Bronzer lasts up to two years if it is a powder and six months for a liquid. That is the factory standard, and there is no reason to throw out makeup that hasn’t reached the point of expiration, however, to be safer rather than sorry, it’s best to make sure you check out your makeup after a couple of uses.
Makeup expiration dates are not something to be trifled with. It is essential to realize that all make-up does expire and using something after the date passes can cause severe consequences like eye infections, skin infections, and lip infections. These expirations dates may have a little extra caution to them, but how do we know for sure? Check out the tips below, and if your makeup is starting to change the color, smell, or grow stuff on it, it may be time for a change.

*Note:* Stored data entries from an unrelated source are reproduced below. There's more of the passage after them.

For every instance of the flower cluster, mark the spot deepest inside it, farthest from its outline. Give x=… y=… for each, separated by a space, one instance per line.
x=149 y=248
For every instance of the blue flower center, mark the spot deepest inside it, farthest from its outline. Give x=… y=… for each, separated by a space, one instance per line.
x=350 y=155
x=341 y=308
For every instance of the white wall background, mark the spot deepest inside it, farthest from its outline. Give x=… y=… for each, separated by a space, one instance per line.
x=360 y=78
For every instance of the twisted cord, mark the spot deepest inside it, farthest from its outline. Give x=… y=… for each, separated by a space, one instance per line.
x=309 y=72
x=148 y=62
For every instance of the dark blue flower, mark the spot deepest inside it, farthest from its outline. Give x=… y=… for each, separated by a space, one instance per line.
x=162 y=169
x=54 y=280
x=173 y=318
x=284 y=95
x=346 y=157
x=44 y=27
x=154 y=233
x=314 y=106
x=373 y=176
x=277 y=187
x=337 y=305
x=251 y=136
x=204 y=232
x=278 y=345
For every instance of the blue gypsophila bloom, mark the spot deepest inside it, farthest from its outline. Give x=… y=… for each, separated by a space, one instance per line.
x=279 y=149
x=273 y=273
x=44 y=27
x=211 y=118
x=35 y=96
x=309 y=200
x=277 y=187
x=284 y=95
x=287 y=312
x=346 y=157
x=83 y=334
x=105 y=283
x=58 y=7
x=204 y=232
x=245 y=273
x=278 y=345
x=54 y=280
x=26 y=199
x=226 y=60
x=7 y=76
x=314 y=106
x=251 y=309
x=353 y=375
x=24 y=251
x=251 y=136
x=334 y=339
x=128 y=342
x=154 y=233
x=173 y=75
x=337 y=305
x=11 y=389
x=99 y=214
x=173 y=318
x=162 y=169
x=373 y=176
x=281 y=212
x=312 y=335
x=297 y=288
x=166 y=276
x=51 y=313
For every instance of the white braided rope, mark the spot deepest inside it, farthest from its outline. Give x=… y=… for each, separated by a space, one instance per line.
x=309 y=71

Old Bronzer will lose its Color
There are many instances when you blend two items to make a new color, but if you haven’t been playing with shades, beware. If your bronzer appears to have dulled from being in the sun or from age, it is better to steer clear and buy a new bronzer.

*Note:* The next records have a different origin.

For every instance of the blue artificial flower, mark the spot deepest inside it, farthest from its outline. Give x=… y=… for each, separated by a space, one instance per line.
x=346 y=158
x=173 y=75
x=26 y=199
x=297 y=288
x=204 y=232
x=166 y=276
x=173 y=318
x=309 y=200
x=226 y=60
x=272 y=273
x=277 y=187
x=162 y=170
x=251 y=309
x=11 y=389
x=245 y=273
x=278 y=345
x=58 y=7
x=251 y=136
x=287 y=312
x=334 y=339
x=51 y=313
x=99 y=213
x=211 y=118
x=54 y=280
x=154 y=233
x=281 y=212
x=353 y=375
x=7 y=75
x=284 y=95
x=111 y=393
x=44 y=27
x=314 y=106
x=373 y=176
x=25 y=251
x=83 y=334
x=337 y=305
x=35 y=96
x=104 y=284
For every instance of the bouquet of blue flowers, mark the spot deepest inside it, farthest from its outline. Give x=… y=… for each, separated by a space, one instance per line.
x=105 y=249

If the makeup isn’t close to its expiration date, make sure to check the internet for any recalls or product reviews. It could be that the bronzer expired before its time due to misuse of care instructions.
Oils in your skin can mingle with the powder ingredients and will cause a reaction. For this reason, even those of us with drier skin must change the applicator after every few uses.

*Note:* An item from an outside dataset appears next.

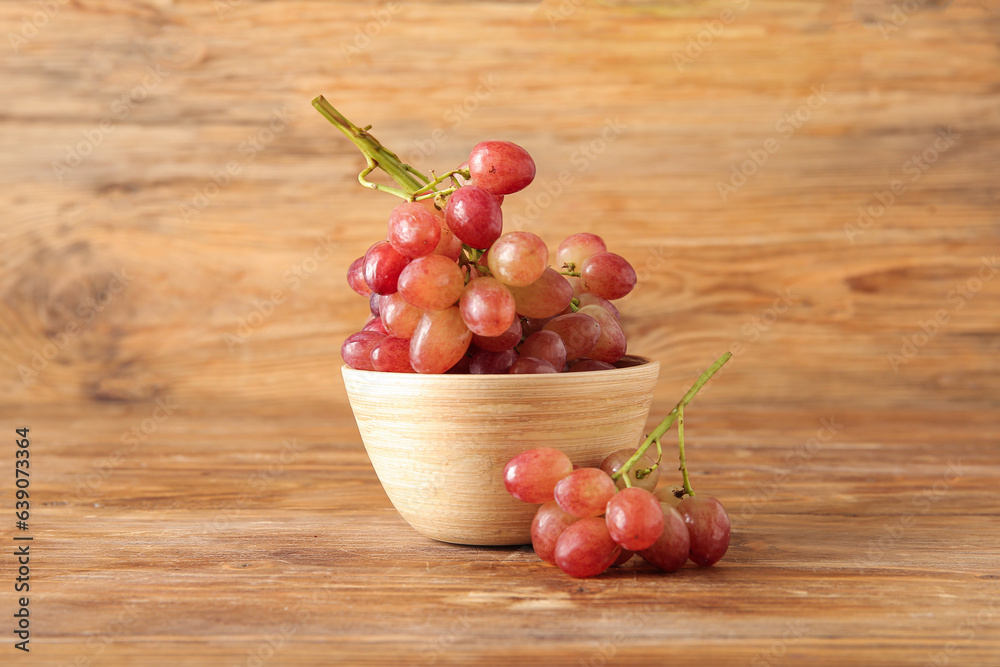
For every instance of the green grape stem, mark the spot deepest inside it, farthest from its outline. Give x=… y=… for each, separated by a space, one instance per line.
x=677 y=414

Bronzer May Start to Smell Badly
Makeup smells. While there should be nothing sour or sweet to the smell, there will be a particular product smell that your bronzer has. If you find that the bronzer smell no longer smells like it is supposed to check out the cap or under the lid to find the expiration date. If the expiration date is still reasonable, but the smell continues to get worse, the safe bet would be not to use it again—and if your makeup begins to smell before the expiration date is up, make sure to write to the manufacturer to let them know. Not only is that a smart thing to do for yourself, but for others who may have gotten the same batch.
There May Be a “Bloom” in bronzer that's too old to use
While this “bloom” may not affect all bronzer types, if you notice a white film starting to sprout on your powder chances are the bronzer has gone wrong.
Liquid bronzer rarely grows a “bloom,” yet, instead will begin to develop a crusted top that makes the lid hard to twist off. The liquid will also start to separate from the oil in the bronzer. If this has happened, and it is not a “shake before use” kind of makeup, it would be best for your skin not to use the bronzer again.
Bronzer Powder will become Dense and Hard to Blend
Like many other items, makeup can become stale. Once it becomes stale, it will start to get hard and get harder to use. While this scenario isn’t the pick of the town, it doesn’t necessarily mean you shouldn’t use it; it means that the bronzer will become unusable. Hard powder bronzer will be almost impossible to blend, and blending is part of what bronzer does best.
Liquid bronzer will become Solid, or Solid will become Liquid
Chances are if you buy a liquid bronzer, you expect your bronzer to stay moist (and vice versa). However, if your liquid bronzer begins to solidify, that is a big sign for you not to use it again. Similarly, if you purchase powder, and it begins to develop a moist quality, it is time to throw the powder into the trash.
Protect Your Makeup, Protect Your Face
Make sure to protect your bronzer for the extended expiration date by taking care of it, closing the lid when you are done with it, and changing out your brush every few uses.
The most important thing with makeup is to use it wisely. Women spend a lot on makeup annually. Some of the purchase choices could be because of misnomers about expiration dates and how to take care of your bronzer.
If the bronzer is taken care of properly, there should be no reason why it doesn’t last the until the expiration dates come to pass.